A doença de Alzheimer é o tipo mais comum de demência e afeta aproximadamente 57 milhões de pessoas em todo o mundo. Os cientistas há muito reconhecem que a poluição do ar é um factor de risco para a doença de Alzheimer, bem como para doenças crónicas como hipertensão, acidente vascular cerebral e depressão. Dado que estas doenças também estão ligadas à demência, os investigadores questionam-se se a poluição atmosférica aumenta indirectamente o risco de Alzheimer, ao contribuir para estas doenças, ou se danifica o cérebro de forma mais directa. Outra possibilidade era que os problemas de saúde existentes pudessem tornar o cérebro mais sensível à poluição.
Um grande estudo do Medicare com 27,8 milhões de idosos
Para explorar estas questões, a equipa de Emory analisou dados de mais de 27,8 milhões de beneficiários do Medicare dos EUA com 65 anos ou mais entre 2000 e 2018. Compararam o nível de exposição à poluição atmosférica com novos casos de doença de Alzheimer, observando cuidadosamente a presença de outras doenças crónicas.
A análise mostrou que as pessoas expostas a níveis mais elevados de poluição atmosférica tinham maior probabilidade de desenvolver a doença de Alzheimer. A relação foi um pouco mais forte entre indivíduos que já haviam sofrido um acidente vascular cerebral. Em contraste, a hipertensão e a depressão não aumentaram significativamente o risco relacionado com a poluição.
Efeitos diretos no cérebro da poluição por partículas finas
Tomados em conjunto, os resultados sugerem que a poluição atmosférica pode aumentar o risco de Alzheimer principalmente através de efeitos directos no cérebro, e não através de outras doenças crónicas.

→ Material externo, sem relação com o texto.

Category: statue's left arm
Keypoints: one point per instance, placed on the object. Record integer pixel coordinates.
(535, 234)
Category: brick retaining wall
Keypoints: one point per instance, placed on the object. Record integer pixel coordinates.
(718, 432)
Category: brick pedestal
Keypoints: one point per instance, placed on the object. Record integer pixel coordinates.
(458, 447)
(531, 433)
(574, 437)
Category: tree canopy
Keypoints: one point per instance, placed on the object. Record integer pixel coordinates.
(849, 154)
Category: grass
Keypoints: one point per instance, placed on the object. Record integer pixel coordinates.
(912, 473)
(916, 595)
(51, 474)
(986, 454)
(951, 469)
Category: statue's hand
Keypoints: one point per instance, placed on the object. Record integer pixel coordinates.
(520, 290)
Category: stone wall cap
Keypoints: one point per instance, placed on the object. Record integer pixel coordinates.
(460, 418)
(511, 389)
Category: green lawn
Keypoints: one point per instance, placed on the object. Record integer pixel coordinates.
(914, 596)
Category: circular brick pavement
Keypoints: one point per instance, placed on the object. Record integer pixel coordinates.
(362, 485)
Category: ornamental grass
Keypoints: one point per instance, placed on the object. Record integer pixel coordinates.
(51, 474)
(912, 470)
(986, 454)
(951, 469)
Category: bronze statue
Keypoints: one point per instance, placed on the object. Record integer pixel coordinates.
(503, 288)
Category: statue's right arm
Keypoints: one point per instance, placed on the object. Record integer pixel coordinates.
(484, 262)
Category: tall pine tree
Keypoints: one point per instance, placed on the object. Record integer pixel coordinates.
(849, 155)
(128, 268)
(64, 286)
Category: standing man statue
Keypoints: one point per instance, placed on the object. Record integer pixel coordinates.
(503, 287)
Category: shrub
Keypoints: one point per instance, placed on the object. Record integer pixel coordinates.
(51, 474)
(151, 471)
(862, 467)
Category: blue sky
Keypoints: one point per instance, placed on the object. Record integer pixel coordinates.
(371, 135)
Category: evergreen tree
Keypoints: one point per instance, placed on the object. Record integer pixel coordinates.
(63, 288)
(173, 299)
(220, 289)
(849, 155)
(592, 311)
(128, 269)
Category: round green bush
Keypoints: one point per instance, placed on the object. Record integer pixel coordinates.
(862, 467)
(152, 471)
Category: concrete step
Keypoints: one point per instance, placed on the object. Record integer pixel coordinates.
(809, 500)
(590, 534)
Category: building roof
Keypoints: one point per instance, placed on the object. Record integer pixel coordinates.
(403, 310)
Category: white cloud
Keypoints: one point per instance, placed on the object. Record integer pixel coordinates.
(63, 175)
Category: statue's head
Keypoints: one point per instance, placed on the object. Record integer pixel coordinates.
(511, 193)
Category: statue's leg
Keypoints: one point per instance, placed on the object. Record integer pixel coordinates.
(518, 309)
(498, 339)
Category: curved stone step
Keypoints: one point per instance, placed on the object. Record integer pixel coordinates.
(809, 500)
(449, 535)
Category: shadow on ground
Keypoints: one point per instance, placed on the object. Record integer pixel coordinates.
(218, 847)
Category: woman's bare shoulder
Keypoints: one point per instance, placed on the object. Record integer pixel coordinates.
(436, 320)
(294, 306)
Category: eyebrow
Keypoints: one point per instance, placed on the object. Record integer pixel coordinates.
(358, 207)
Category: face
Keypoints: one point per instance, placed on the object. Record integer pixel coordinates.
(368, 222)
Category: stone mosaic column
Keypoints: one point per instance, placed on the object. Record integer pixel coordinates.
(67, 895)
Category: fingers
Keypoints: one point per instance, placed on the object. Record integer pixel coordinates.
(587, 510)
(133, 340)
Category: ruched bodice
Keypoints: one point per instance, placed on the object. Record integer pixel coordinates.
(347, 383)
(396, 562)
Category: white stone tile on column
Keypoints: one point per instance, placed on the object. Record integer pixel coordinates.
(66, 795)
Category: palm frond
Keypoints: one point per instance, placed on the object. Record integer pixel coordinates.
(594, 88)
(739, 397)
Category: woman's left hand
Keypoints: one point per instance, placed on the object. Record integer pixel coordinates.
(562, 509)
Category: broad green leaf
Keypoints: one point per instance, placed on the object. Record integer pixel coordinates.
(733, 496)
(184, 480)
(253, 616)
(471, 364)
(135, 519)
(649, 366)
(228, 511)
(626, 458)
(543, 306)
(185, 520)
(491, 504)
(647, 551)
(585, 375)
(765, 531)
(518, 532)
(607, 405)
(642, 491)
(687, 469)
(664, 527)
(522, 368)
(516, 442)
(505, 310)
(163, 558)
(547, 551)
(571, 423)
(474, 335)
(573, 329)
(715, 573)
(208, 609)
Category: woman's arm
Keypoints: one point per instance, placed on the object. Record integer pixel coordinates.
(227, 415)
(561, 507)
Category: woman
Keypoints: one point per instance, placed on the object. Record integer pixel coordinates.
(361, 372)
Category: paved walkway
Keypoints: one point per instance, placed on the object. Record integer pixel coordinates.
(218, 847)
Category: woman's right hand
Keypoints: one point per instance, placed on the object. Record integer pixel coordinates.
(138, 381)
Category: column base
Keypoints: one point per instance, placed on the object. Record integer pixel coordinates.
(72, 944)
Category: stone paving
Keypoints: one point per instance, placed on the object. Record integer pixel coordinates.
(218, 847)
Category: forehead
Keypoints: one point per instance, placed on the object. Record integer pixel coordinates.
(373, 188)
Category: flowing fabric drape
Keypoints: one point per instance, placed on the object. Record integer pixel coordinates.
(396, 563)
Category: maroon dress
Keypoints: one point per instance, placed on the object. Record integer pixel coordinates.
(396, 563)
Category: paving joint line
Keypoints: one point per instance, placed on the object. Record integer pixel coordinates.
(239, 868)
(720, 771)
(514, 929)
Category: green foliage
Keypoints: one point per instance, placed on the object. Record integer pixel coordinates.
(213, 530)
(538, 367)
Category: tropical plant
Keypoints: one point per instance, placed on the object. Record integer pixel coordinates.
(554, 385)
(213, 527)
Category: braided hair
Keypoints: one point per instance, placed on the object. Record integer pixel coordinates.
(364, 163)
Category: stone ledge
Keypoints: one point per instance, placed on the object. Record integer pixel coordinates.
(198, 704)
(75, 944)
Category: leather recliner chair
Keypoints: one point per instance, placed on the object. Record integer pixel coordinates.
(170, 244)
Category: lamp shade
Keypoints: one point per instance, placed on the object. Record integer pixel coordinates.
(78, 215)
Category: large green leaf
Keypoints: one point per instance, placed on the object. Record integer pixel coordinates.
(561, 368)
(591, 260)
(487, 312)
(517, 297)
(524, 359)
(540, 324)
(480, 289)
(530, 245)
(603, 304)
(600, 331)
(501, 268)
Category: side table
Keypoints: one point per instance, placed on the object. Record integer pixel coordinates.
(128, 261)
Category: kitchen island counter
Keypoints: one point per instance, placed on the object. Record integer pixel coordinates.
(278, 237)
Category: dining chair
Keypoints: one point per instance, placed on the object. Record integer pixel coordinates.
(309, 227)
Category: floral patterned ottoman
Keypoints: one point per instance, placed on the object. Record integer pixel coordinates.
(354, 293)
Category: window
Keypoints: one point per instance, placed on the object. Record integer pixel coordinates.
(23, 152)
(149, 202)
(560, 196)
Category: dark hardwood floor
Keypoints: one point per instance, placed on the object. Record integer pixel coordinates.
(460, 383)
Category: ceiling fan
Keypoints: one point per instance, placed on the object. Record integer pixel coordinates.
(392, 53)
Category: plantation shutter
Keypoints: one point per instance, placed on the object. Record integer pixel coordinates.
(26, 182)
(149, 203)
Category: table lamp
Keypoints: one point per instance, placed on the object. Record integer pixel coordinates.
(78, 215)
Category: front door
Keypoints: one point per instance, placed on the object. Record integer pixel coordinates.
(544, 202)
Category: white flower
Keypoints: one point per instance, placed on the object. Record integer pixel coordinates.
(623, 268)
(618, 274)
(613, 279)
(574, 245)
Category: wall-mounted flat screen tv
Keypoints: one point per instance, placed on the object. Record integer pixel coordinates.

Ao mesmo tempo, um historial de acidente vascular cerebral parece aumentar a vulnerabilidade, sugerindo que algumas pessoas enfrentam riscos complexos.
As descobertas também sugerem que um ar mais limpo é uma estratégia potencial para reduzir as taxas de demência e proteger a saúde cognitiva em pessoas idosas.
Os autores acrescentam: “Neste grande estudo nacional com adultos mais velhos, descobrimos que a exposição prolongada à poluição atmosférica por partículas finas estava associada a um risco mais elevado de doença de Alzheimer, principalmente através de efeitos diretos no cérebro, e não através de condições crónicas comuns, como hipertensão, acidente vascular cerebral ou depressão”.
“Nossas descobertas sugerem que as pessoas com histórico de acidente vascular cerebral podem ser particularmente vulneráveis aos efeitos adversos da poluição do ar na saúde do cérebro, destacando a importante interseção de fatores de risco ambientais e vasculares”.
Este trabalho foi apoiado pelos Institutos Nacionais de Saúde (R01 AG074357 para KS e R01 ES034175 para YL).